Strengths of this study include the use of nation-wide data enabling estimation of associations between objectively expressed residential supermarket availability and body size for all Australian capital cities. A comprehensive set of other environmental measures was also objectively expressed and included in analytic models to account for potential confounders. Objective environmental measures are arguably preferred vis-à-vis self-reported perceived environmental measures which are influenced by individual factors [51] and can result in “same source” bias [52]. However, the accuracy of objectively expressed environmental measures in reflecting local environmental exposure levels is dependent on the accuracy of the base data layers used. Discrepancies between the constructed measures and actual exposures are likely to attenuate associations with body size towards the null. Environmental exposure measures were expressed within road-network buffers of two different distances designed to reflect reasonable walking distances, enable comparability with other studies, and to detect distance-related nuances to tested associations.
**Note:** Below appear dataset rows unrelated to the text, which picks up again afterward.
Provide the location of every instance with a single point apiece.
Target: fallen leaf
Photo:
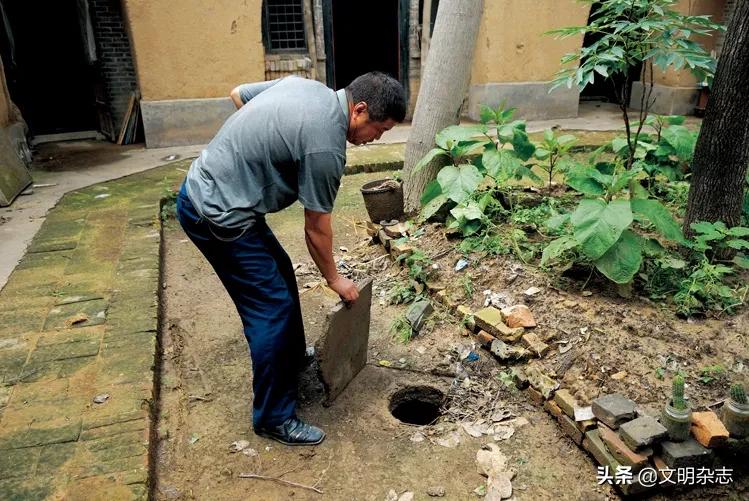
(472, 430)
(490, 460)
(451, 441)
(100, 399)
(238, 446)
(76, 319)
(498, 487)
(503, 432)
(417, 437)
However, we recognise that residents may not shop within these buffer distances [24] and that individuals may choose to purchase goods elsewhere for reasons including convenience whilst transiting to or from other tasks (e.g., work, recreation) [53].
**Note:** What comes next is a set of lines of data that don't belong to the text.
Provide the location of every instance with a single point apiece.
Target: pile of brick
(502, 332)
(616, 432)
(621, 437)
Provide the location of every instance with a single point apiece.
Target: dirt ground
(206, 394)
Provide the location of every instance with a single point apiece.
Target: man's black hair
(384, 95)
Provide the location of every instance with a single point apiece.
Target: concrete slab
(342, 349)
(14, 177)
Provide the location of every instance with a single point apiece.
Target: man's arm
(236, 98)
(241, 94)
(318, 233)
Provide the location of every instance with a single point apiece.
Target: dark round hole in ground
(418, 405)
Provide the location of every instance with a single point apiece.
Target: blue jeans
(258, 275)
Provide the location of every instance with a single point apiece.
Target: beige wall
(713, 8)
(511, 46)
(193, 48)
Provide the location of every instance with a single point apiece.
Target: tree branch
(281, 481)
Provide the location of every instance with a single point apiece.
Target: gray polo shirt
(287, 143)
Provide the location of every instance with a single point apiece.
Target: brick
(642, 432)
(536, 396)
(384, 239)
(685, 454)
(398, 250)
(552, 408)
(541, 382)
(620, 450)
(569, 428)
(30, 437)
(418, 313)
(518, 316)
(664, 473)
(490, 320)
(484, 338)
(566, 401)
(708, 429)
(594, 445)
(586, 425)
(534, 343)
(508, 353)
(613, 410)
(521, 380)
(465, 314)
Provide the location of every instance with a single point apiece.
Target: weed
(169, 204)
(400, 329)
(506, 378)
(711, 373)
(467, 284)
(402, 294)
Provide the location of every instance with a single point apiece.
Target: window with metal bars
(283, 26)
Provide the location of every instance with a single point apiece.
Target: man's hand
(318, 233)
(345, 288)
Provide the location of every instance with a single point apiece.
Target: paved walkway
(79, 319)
The outcome measures, BMI and WC, were measured rather than self-reported. Most previous studies in Australia, and elsewhere, relied on self-reported body size which is influenced by social desirability bias [54]. Where individuals did not consent to being measured, body size data were imputed based on self-reported body size and other information. The impact of the use of imputed body size data was assessed using sensitivity analyses. Individual-level sociodemographic data were self-reported and therefore subject to potential self-report biases including social desirability. This study focused on availability of supermarkets although other factors may impact local food purchasing behaviours, such as within store food availability, quality, and pricing [15]. Similarly, the availability of food sources other than supermarkets is likely to impact on food purchase behaviour [55]. Supermarkets included only major chain outlets and not smaller independent outlets. Lastly, this study is cross-sectional in design and therefore causal relationship cannot be inferred.

Conclusion

This study found that a greater availability of supermarkets was associated with more healthful body size in Australian capital cities. Underlying this main finding, and most importantly, this study further found between-city variation in supermarket availability, and variation in the association between supermarket availability and body size. This latter finding suggests as questionable the suitability of universal, “one-size-fits-all” policy solutions to change built environments to support healthful body weight, as implied by the first finding. Rather, targeted intervention strategies that account for on-the-ground context and, as much as possible, complexity of local environment-health systems, are implicated as fundamentally necessary to enable and support healthful body weights.